The Spanish knight was pretty cool.  He tried to throw a flower to Jeannie, but it was intercepted by the guy sitting in front of her.  Uncool, man.  Later, he tried to throw one to me, but as I was reaching my hand out to take it some kid ran down the row and snatched it...so he could give it to his mother.  I would have been annoyed, but it was cute that he wanted it for her.

The knights of France (blue) and Scotland (green) trying to catch rings on the ends of their lances. 

The Spanish knight dukes it out with the English knight, Sir James.  The English knight's section of the crowd was twice as large as that of the other three knights.  But I guess he had the hometown advantage, so to speak.

We got a picture afterwards with the Spanish knight...who, it turns out, has a Southern accent.  We totally got photobombed by that blonde chick; never seen her before or since.

Jeannie finds happiness in a turkey leg.

After eating lunch, we wandered around rather aimlessly, poking into shops and then scurrying out again because, let's face it, we couldn't afford to buy anything.  (Don't get me wrong, I am a strong believer in artisans being paid fair prices for their labor...but that does price me out of most handmade goods!)  It was a little upsetting that Seanie was getting more attention for his anachronistic t-shirt than we were for dressing in period clothes!  It seemed like every fifteen minutes or so another faire attendee or employee would yell "LOVE THE SHIRT DUDE!" or point to the "<3 <3 <3 the Doctor" pin on their corset. I'll probably never be able to get him into historical garb again; it's much easier being a Dr.
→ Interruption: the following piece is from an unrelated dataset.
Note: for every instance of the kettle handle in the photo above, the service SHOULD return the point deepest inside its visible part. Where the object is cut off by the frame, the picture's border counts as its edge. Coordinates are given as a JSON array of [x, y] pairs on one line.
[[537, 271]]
Who fan instead.

I swear I see these guys every year...

The second round of jousting involved men fully suited up in knights' armor.  That was cool.  Supposedly, it was a fight to the death...but, well, turns out they're awful picky about following the rules and there was very little death to be found. 

The Spanish knight returned.  His helmet was pretty cool looking; sure, he had no plumes but he had big curving horns.

For reasons I wasn't clear on, after he was defeated in the first round (he was disqualified because he threw dirt at the face of the English knight)  the Spanish knight returned with new colors and a scarier-looking helmet.
Hey, works for me!


More dorkiness...

...and it ends with a kiss and a 'happily ever after'!
For me. 
Not so much for Seanie.  Although I did find a $20 bill on the ground on the way out, so we were able to buy Sonic slushies on the way home.  We also stopped by Seanie's old house and chatted with his dad for an hour, which amazed Seanie because normally Old Man Buckley's only good for about four sentences.